The Transitional Justice Data Base project used empirical analysis and found that transitional justice overall has a positive effect on the change in human rights and democracy measures: dealing with past violence is better for these political outcomes than ignoring it. However, only two combinations of TJ mechanisms work: (1) trials and amnesties, and (2) trials, amnesties and truth commissions. Trials and amnesties are thus not incompatible, but work together to produce positive change. In addition:

  • None of the transitional justice mechanisms on their own reduce human rights violations or improve democracy.
  • Using truth commissions alone to resolve past violence is likely to harm, rather than to improve, human rights.
  • The holistic approach moves in the right direction, but because it simply promotes more mechanisms, it remains underspecified.

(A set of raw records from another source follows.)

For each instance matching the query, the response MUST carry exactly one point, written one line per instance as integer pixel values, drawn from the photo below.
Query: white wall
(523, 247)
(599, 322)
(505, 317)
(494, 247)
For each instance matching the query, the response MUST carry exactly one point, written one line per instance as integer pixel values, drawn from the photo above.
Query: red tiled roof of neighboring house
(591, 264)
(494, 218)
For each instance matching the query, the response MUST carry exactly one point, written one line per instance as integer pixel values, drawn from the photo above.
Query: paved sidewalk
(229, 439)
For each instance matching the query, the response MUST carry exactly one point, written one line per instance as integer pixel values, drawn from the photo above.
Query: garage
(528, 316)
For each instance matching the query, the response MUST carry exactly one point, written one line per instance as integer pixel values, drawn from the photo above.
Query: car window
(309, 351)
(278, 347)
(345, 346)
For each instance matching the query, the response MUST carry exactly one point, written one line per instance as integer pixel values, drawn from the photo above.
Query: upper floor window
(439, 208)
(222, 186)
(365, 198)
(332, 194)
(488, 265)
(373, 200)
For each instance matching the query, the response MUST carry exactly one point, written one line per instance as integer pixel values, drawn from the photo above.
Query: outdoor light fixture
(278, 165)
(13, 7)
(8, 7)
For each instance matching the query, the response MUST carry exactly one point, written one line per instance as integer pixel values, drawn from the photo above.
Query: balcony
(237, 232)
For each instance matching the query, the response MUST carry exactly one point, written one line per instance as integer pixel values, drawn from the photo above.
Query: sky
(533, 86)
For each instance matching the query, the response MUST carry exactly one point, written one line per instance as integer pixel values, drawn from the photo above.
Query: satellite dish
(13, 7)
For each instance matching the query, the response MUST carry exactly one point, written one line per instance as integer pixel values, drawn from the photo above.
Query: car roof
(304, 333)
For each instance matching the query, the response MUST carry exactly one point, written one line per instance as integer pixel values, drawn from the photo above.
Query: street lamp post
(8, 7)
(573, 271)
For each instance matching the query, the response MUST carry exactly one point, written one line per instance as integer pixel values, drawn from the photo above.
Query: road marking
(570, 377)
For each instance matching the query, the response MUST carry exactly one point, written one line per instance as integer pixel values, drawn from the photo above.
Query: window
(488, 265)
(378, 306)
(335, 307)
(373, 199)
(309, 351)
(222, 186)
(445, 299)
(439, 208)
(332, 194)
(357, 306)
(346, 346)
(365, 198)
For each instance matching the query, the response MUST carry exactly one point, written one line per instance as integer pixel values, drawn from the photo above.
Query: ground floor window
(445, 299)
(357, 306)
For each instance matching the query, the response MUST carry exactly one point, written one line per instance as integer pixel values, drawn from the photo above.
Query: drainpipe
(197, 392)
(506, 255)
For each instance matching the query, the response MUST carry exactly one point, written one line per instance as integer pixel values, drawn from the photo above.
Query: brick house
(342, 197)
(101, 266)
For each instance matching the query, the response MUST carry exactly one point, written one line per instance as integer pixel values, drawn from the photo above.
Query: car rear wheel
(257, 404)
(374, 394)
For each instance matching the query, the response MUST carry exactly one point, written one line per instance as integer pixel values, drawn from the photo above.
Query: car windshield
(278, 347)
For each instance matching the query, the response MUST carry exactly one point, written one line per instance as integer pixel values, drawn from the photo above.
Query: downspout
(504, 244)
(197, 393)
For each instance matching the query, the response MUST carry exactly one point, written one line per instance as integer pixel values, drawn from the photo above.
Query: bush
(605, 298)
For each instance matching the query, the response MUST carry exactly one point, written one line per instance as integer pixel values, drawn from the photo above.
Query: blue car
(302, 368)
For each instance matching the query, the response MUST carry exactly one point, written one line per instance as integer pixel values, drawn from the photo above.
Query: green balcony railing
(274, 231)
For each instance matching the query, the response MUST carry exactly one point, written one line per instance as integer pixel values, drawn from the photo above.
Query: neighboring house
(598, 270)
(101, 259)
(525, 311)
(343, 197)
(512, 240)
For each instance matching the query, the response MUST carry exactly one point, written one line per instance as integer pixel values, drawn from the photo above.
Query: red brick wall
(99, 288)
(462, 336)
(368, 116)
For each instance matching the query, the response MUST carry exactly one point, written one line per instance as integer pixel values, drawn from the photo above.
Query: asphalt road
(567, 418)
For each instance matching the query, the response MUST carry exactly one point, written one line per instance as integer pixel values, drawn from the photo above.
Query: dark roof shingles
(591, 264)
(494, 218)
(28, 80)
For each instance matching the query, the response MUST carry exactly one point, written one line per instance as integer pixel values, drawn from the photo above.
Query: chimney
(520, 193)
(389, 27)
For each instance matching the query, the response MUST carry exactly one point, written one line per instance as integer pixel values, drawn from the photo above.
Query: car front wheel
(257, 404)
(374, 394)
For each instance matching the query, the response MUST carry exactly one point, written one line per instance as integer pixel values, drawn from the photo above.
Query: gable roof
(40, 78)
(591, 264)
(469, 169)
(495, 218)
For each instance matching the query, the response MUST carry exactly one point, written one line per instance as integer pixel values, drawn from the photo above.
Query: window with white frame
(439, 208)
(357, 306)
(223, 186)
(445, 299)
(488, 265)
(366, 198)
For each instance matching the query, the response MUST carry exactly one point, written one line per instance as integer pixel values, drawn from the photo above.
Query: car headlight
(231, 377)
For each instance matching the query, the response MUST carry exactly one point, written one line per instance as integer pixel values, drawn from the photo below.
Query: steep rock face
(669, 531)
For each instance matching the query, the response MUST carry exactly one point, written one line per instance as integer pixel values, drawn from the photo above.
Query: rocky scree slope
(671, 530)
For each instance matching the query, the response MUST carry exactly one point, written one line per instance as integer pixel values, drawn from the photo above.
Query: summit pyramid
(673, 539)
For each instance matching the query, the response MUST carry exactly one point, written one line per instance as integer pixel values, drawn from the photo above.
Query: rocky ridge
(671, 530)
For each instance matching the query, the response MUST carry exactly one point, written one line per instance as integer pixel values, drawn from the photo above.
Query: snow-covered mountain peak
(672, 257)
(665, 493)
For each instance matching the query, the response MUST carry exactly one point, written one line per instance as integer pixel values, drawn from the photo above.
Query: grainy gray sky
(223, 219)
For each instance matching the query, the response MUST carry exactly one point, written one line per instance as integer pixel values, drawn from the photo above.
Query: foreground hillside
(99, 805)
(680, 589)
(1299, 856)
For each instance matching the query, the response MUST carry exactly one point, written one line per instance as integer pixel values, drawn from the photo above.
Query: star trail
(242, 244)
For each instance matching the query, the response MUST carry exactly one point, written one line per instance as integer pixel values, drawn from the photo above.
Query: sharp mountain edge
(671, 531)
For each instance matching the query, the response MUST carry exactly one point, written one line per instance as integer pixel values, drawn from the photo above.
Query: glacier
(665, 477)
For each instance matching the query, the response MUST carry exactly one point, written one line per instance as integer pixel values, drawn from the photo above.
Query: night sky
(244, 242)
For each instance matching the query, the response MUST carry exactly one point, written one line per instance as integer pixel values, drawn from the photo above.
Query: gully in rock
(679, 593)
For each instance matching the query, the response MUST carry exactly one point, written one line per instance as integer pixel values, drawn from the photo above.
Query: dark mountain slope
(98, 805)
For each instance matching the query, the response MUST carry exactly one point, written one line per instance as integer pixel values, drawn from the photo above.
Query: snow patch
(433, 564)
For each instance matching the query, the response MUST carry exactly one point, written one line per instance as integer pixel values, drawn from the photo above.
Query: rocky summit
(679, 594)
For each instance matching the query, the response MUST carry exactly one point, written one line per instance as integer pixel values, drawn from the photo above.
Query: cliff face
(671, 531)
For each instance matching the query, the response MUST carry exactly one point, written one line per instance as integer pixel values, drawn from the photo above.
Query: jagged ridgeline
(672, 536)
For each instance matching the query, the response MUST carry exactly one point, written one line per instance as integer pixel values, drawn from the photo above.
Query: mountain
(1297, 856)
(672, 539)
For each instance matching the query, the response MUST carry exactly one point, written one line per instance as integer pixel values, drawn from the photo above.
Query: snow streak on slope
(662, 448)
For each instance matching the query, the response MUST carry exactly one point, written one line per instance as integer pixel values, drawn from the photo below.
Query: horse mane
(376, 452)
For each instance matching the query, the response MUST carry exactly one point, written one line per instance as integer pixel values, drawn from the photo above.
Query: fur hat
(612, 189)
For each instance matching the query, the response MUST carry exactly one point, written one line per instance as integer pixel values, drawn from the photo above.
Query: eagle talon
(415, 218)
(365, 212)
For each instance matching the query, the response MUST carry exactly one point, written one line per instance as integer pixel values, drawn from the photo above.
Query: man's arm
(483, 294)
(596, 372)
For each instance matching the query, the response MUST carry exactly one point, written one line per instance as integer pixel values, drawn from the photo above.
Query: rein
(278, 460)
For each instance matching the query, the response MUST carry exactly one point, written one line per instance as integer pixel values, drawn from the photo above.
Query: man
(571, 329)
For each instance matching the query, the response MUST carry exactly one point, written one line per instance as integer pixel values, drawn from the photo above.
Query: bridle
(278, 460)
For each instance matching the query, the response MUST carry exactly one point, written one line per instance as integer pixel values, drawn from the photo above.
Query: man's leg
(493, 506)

It is suggested, therefore, that a combination of trials and amnesties is required as a balance between the accountability provided by trials and the stability guaranteed by amnesty:

  • The short-term stability provided by amnesties does not necessarily prevent the long-term benefit of accountability through trials. For example:
    – In the case of a negotiated transition, trials sequenced after an initial blanket amnesty provide the time to strengthen democratic governance and judicial institutions to permit delayed justice. In some cases it is economic stability rather than, or in addition to, political constraints that may explain the decision to delay or limit trials.
    – In the case of regime collapse, a combination of partial amnesties and select trials seems likely to be most effective.
  • Truth commissions either complement the accountability and stability mechanisms of trials and amnesties, or at least fail to block those mechanisms from functioning.
  • New democracies and NGOs advocating transitional justice should avoid promoting single mechanisms as the pathway to democracy and human rights.
  • Democracies do not have to choose between trials and amnesties. Neither one turns out to be harmful to human rights and democracies by itself. Combined, they advance those political processes.
  • As long as partial amnesties allow for some human rights trials, or human rights and legal communities find ways to circumvent or overthrow amnesty laws, amnesties can help to strengthen human rights and democracy.